A variety of magnetic ranging methods are used to determine distance and direction between a magnetic field sensor and a magnetic field source. If the sensor is in a near vertical hole, it may be difficult to orient the sensor's axes relative to known world coordinates, since no gravity high side is available. This can create difficulties calculating and applying ranging results. A magnetic azimuthal toolface may also be impaired due to magnetic interference.

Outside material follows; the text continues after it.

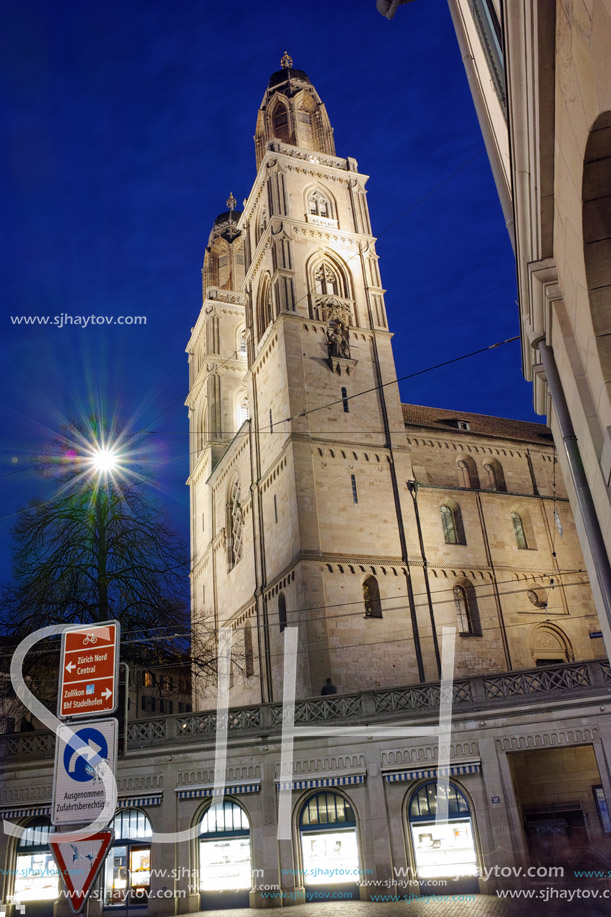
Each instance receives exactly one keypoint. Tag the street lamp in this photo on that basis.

To address this problem, we combine and align ranging and gyro systems in one tool-string and use simultaneous gyro attitude measurements to define the orientation of a ranging system with respect to True North. We apply this technique to two distinct magnetic ranging methods. The first method consists of a solenoid based ranging system. The example shows how this method was used to drill a precisely parallel wellbore in a close proximity to a previously drilled vertical well. The second described method consists of an at-bit-while-drilling ranging system that was used to safely pass by a vertical well while drilling a horizontal well in a close proximity.
The paper compares the results of alternative north orientation techniques for magnetic ranging versus the simultaneous gyro attitude referencing. The alternative techniques include a magnetic north orientation and the north orientation derived from a prior downhole survey and gravity high side tool face. The results show that the described technique can improve magnetic ranging accuracy by up to 10-fold over the previous methods. The paper provides 2D and 3D visualization and numerical analysis of the listed north orientation techniques applied to the magnetic ranging methods.
Simultaneous gyro measurements can significantly improve magnetic ranging accuracy. The applications for the described technique include relief well drilling, plug and abandonment, collision avoidance/risk mitigation, civil and mining projects.